Il problema principale riguarda il gasolio, che corre a velocità doppia rispetto alla benzina. Come sottolinea Il Sole 24 Ore, l’aumento medio rispetto a prima della guerra in Iran è del 19,5% per il diesel (33 centesimi al litro) e del 10% per la benzina (16 centesimi al litro). Ma a fronte di questi aumenti, il maggior gettito per lo Stato derivante dall’extra-Iva viene stimato in circa 130 milioni in più al mese rispetto a febbraio.
Risorse che non bastano per riduzioni rilevanti, come quella di 25 centesimi al litro decisa dal governo Draghi nel 2022 e che costava quasi un miliardo al mese. Così l’intervento del governo rischia di essere molto limitato e con un impatto tutt’altro che rilevante, almeno per la maggior parte degli italiani.
La partita che si intreccia col referendum
Domenica e lunedì si vota per il referendum sulla giustizia e la sensazione è che l’intervento a cui sta pensando il governo sarà limitato. Motivo per cui si pensava all’ipotesi di rinviarlo a dopo il voto per non offrire un altro motivo di malcontento agli elettori chiamati alle urne. Ma l’idea di un intervento spot prima del voto sembra prendere sempre più piede in queste ore.
Caro carburanti, cosa farà il governo contro i rincari di benzina e diesel
L’ipotesi più probabile, al momento, resta quella di una sorta di bonus carburanti una tantum da 100 euro. Rivolto, però, solamente ai titolari della carta Dedicata a te. Parliamo di 1,1 milioni di famiglie, con almeno tre componenti e un Isee sotto i 15mila euro. Un intervento di questo genere escluderebbe tantissime famiglie, anche tra quelle più in difficoltà. E, comunque, i 100 euro rischiano di essere poca cosa se i prezzi dei carburanti dovessero restare alti ancora a lungo.
Un altro intervento dovrebbe riguardare l’autotrasporto, per evitare che i rincari dei carburanti finiscano per incidere sulle consegne e poi sui prezzi dei prodotti, soprattutto quelli alimentari. L’ipotesi allo studio è un credito d’imposta del 28% per le spese del gasolio, come già fatto nel 2022.
Le coperture richieste in totale sarebbero di circa 700 milioni, di cui poco più di 100 per le famiglie e 600 per l’autotrasporto. Inoltre si valutano altri interventi, a partire dal potenziamento dei poteri di intervento del Garante dei prezzi. A cui si aggiunge la possibilità di compensazioni sulla bolletta energetiche per le imprese e altre misure a supporto delle aziende che esportano nell’area del Golfo.
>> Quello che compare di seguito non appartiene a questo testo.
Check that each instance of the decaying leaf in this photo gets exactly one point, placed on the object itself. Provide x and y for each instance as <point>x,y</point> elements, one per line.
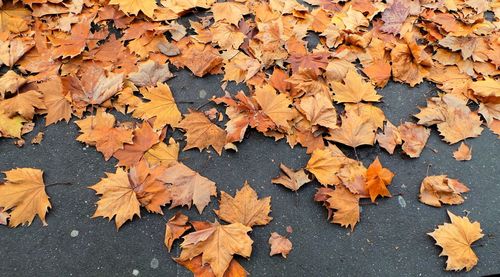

Ci sono però altre opzioni sul tavolo, anticipate dal vicepresidente del Consiglio, Matteo Salvini, prima dell’incontro con le compagnie petrolifere: si parla, in questo caso, di uno sconto per tutti, con una sorta di tetto al prezzo. “L’obiettivo – spiega – è nell’immediato ridurre i prezzi alla pompa di benzina, quindi bloccare l’aumento e bloccare le speculazioni, aiutare famiglie e imprese e mettere un tetto al prezzo del gasolio e della benzina. C’è un Consiglio dei ministri questa sera e già dalle prossime ore, gli italiani che vanno a fare benzina paghino meno rispetto a quello che stanno pagando oggi”. Salvini punta a un tetto al prezzo del diesel a “1,9 euro al litro” e a un taglio di “20-25 centesimi al litro” per la benzina.